The breakthrough is architectural. Tax AI captures the full production trace—from source documents through extraction, mapping, and practitioner correction—then uses Codex to investigate and fix recurring failures autonomously. When practitioners correct a field repeatedly, the system groups those corrections into actionable findings, creates targeted evaluation sets, and routes them to Codex as bounded engineering tasks. Codex inspects the trace, extraction logic, and tax-engine mapper to propose fixes, validates them against targeted and regression evals, and surfaces candidate pull requests for review. This replaces slow, manual post-mortems with continuous, evidence-driven iteration.

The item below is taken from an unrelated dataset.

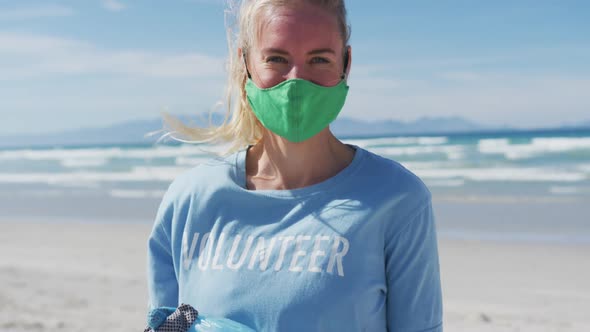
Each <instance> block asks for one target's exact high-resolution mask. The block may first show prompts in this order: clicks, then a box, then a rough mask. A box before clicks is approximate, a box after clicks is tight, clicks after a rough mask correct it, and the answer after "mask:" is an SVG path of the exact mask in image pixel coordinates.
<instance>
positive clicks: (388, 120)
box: [0, 113, 590, 148]
mask: <svg viewBox="0 0 590 332" xmlns="http://www.w3.org/2000/svg"><path fill="white" fill-rule="evenodd" d="M177 118H179V119H181V120H182V121H183V122H184V123H186V124H190V125H199V126H203V125H207V124H208V122H209V121H208V117H207V116H201V117H195V116H187V115H177ZM211 121H212V123H213V124H219V123H221V122H222V121H223V115H221V114H218V113H215V114H213V115H212V116H211ZM584 124H585V125H586V126H587V127H590V122H588V123H584ZM331 128H332V131H333V132H334V133H335V134H336V135H337V136H338V137H376V136H393V135H433V134H452V133H467V132H479V131H491V130H511V128H497V127H495V128H492V127H488V126H484V125H481V124H478V123H475V122H472V121H469V120H467V119H465V118H461V117H437V118H432V117H425V118H421V119H418V120H416V121H410V122H402V121H395V120H379V121H362V120H357V119H352V118H347V117H339V118H338V119H337V120H336V121H334V123H332V125H331ZM160 129H162V119H161V118H155V119H147V120H137V121H128V122H124V123H120V124H116V125H113V126H109V127H100V128H99V127H97V128H80V129H76V130H69V131H64V132H59V133H53V134H43V135H20V136H8V137H0V148H10V147H37V146H38V147H43V146H88V145H118V144H130V145H131V144H150V143H154V142H155V141H156V140H157V139H158V138H159V137H160V136H161V133H160V134H156V135H153V136H151V137H145V135H146V134H147V133H150V132H154V131H158V130H160Z"/></svg>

For commerce practitioners, this pattern is portable to any domain where high-volume, document-heavy workflows intersect with expert judgment—accounts payable, invoice processing, claims adjudication, or compliance. The key is designing the product to emit structured signals from production and empowering practitioners to steer what the system learns, rather than waiting for engineers to discover failures. As agentic capabilities mature, this closed-loop approach—production traces + practitioner feedback + Codex iteration—offers a scalable path to faster, safer product improvement without proportional engineering overhead.